Governance controls affected
What to do now
- ☐Audit current AI governance structures to determine whether clear ownership is assigned for obligations that span privacy, cybersecurity, and legal functions, and document any gaps.
- ☐Expand AI system inventories to capture not only the systems in use but also their risk classifications and the specific regulatory requirements triggered under the EU AI Act, NIST AI RMF, and applicable U.S. executive orders.
- ☐Establish or formalize a cross-functional AI governance committee with defined decision rights, documented escalation paths, and a shared risk register that consolidates inputs from privacy, security, and legal teams.
- ☐Use ISACA's triad model as an authoritative reference when building internal business cases for dedicated AI governance resources, particularly when presenting program investment proposals to executive leadership or boards.

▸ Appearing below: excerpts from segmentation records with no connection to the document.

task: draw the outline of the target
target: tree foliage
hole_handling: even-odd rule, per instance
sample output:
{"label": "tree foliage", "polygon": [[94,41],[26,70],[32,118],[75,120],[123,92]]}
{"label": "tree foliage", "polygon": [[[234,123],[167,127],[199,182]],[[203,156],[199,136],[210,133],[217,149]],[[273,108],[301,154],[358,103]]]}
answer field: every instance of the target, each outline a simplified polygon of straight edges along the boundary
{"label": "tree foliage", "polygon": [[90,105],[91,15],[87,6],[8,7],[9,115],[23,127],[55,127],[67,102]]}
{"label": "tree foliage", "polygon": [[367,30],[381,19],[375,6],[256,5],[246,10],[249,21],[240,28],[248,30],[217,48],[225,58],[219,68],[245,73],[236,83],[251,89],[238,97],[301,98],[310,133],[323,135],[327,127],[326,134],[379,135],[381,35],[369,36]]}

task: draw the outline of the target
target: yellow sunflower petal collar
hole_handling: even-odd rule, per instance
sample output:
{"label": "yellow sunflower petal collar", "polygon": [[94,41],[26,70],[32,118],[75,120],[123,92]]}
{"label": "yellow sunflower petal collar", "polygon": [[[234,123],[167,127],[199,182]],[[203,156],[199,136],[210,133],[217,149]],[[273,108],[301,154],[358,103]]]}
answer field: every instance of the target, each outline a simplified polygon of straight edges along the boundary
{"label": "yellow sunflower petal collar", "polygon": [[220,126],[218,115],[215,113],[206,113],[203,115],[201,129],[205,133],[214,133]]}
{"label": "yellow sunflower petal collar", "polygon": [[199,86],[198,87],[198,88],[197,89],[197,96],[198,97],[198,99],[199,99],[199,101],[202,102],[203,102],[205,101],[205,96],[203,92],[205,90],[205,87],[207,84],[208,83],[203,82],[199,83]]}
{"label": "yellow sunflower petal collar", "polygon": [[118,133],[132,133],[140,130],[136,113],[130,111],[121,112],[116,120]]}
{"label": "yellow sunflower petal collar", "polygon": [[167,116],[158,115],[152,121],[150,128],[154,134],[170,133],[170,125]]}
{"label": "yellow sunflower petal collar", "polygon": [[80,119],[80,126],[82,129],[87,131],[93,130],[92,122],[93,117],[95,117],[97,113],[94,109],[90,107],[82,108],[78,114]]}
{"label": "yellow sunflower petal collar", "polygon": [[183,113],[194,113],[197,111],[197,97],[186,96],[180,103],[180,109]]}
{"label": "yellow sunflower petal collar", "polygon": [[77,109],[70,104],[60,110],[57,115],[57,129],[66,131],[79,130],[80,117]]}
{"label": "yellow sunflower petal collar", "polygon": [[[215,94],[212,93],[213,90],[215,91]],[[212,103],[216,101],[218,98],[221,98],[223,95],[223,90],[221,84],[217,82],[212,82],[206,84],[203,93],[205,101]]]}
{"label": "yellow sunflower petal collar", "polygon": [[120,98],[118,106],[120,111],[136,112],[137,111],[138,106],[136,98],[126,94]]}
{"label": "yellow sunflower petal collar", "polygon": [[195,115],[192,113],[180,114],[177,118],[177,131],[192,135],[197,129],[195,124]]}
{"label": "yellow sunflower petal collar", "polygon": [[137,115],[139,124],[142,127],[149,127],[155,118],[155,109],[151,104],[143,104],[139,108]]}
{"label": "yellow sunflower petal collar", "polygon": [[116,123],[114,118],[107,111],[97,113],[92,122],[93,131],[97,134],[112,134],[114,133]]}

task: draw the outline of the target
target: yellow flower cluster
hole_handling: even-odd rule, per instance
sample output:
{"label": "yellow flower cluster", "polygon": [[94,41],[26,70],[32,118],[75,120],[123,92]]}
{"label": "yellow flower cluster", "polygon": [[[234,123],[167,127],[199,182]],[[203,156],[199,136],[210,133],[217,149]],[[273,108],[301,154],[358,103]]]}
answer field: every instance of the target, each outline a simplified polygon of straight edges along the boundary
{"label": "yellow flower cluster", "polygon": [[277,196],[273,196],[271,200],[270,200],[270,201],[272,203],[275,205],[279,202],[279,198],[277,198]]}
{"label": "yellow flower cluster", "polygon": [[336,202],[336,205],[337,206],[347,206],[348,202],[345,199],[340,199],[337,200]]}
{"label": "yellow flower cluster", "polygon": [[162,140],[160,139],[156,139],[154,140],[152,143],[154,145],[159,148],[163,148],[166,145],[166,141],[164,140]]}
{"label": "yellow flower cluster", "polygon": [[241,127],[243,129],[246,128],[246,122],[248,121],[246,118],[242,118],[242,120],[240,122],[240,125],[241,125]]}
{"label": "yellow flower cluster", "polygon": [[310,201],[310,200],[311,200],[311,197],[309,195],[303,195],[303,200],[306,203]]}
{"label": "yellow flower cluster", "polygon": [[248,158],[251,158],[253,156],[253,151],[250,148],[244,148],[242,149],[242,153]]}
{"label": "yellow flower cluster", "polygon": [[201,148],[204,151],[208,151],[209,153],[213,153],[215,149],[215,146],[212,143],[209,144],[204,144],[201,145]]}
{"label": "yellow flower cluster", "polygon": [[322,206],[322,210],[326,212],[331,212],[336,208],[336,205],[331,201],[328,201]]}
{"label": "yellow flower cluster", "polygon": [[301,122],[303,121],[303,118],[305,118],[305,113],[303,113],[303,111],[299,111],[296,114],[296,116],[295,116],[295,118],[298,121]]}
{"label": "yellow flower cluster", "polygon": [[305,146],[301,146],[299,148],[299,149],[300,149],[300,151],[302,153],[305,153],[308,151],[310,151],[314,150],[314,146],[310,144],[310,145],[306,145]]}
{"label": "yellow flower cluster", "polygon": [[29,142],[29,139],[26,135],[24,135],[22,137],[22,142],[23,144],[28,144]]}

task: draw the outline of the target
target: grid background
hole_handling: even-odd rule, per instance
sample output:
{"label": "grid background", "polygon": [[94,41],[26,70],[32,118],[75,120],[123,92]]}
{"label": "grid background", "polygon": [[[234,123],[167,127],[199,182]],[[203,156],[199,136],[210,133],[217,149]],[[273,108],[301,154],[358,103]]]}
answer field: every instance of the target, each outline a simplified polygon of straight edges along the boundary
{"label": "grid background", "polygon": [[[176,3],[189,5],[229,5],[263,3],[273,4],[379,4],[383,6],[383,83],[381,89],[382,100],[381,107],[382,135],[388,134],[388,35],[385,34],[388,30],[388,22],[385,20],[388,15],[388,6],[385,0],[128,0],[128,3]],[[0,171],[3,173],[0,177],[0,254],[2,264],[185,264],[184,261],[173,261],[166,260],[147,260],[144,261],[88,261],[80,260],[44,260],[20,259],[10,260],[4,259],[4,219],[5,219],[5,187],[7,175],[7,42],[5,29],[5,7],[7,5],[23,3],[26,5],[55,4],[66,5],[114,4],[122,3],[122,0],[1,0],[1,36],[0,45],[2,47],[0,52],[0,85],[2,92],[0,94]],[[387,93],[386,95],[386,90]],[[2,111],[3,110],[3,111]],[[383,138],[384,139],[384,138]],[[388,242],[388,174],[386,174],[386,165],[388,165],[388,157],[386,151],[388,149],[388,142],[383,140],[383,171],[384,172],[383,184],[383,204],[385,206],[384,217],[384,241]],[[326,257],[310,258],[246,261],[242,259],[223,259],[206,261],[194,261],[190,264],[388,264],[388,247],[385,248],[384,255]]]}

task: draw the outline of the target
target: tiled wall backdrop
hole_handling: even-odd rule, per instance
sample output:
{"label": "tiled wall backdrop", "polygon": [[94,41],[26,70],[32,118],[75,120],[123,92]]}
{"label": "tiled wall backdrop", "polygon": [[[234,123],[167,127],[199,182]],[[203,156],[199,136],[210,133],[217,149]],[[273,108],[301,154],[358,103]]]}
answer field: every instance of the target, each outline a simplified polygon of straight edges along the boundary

- ☐Review whether existing incident response playbooks and escalation paths reflect multi-domain AI risk scenarios that require coordinated action across privacy, cybersecurity, and legal functions.
What to watch next
Compliance teams should monitor whether ISACA supplements this article with more prescriptive guidance, such as updated audit frameworks or certification requirements that operationalize the triad model. Teams operating under the EU AI Act should track the European AI Office's publication of implementing acts and conformity assessment guidelines, which will clarify how multi-domain obligations are expected to be satisfied in practice. Enforcement signals from EU data protection authorities and sector-specific regulators in financial services will also indicate how aggressively cross-functional compliance gaps are being scrutinized.